ISLAMABAD: Pakistan’s army said Indian troops killed another Pakistani soldier in firing from across the Line of Control (LoC) in the disputed Kashmir region.

The latest killing brought the the death toll to six in less than 24 hours.

On Thursday, Pakistan said at least three of its soldiers and five Indian soldiers were killed, in addition to two civilians on the Pakistan side, after a cross-border exchange of fire in the disputed region. However, New Delhi denied that there was any fatality among its forces.

In a tweet on Friday, Pakistan army spokesman General Asif Ghafoor said “another brave son of soil lost his life in the line of duty” in Buttal town.

“Intermittent exchange of fire continues,” Ghafoor tweeted on Thursday.

He confirmed to Al Jazeera that the casualty figure on Thursday included three civilians.

An Indian army spokesperson denied the Pakistani army’s statement on Thursday. “No casualties. This assertion is wrong,” the spokesperson said.

The Indian army said that from about 7am Pakistan violated a ceasefire between the two nations in the heavily militarised LoC.

The developments come during a period of increasing tensions between India and Pakistan after New Delhi’s Hindu nationalist government last week revoked special status for Indian-administered Kashmir.

The decision by India blocks the right of the Muslim-majority state of Jammu and Kashmir to frame its own laws and allows non-residents to buy property there.

Telephone lines, internet and television networks have been blocked and there are restrictions on movement and assembly.

UNSC move

The UNSC is due to meet behind closed doors on Friday at the request of China and Pakistan to discuss India’s decision to revoke the special status of Jammu and Kashmir, diplomats said.

Any action by the 15-member council is unlikely as the United States traditionally backs India and China supports Pakistan.

“Pakistan will not provoke a conflict.

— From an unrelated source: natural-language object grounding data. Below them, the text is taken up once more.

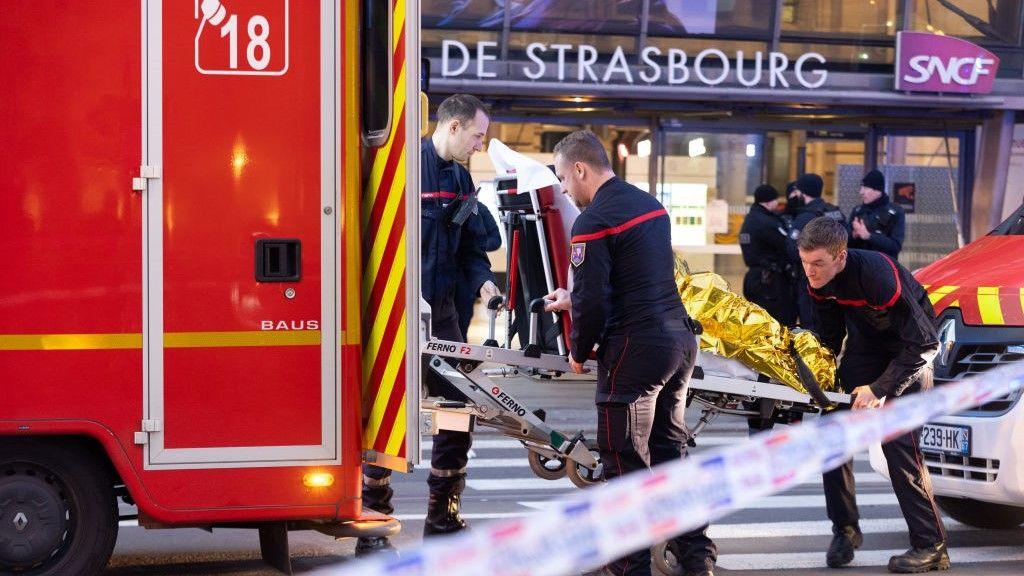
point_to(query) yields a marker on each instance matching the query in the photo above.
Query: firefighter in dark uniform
(808, 192)
(794, 204)
(877, 223)
(771, 261)
(769, 254)
(870, 301)
(625, 300)
(450, 253)
(483, 228)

But India should not mistake our restraint for weakness,” Pakistan’s Foreign Minister Shah Mahmood Qureshi wrote in a letter to the UNSC on Tuesday.

“If India chooses to resort again to the use of force, Pakistan will be obliged to respond, in self-defense, with all its capabilities.”

UN Secretary-General Antonio Guterres has called on India and Pakistan to refrain from any steps that could affect the special status of Jammu and Kashmir. Guterres also said he was concerned about reports of restrictions on the Indian side of Kashmir.

The council adopted several resolutions in 1948 and in the 1950s on the dispute between India and Pakistan over the region, including one which says a plebiscite should be held to determine the future of the mostly Muslim Kashmir.

Another resolution also calls upon both sides to “refrain from making any statements and from doing or causing to be done or permitting any acts which might aggravate the situation”.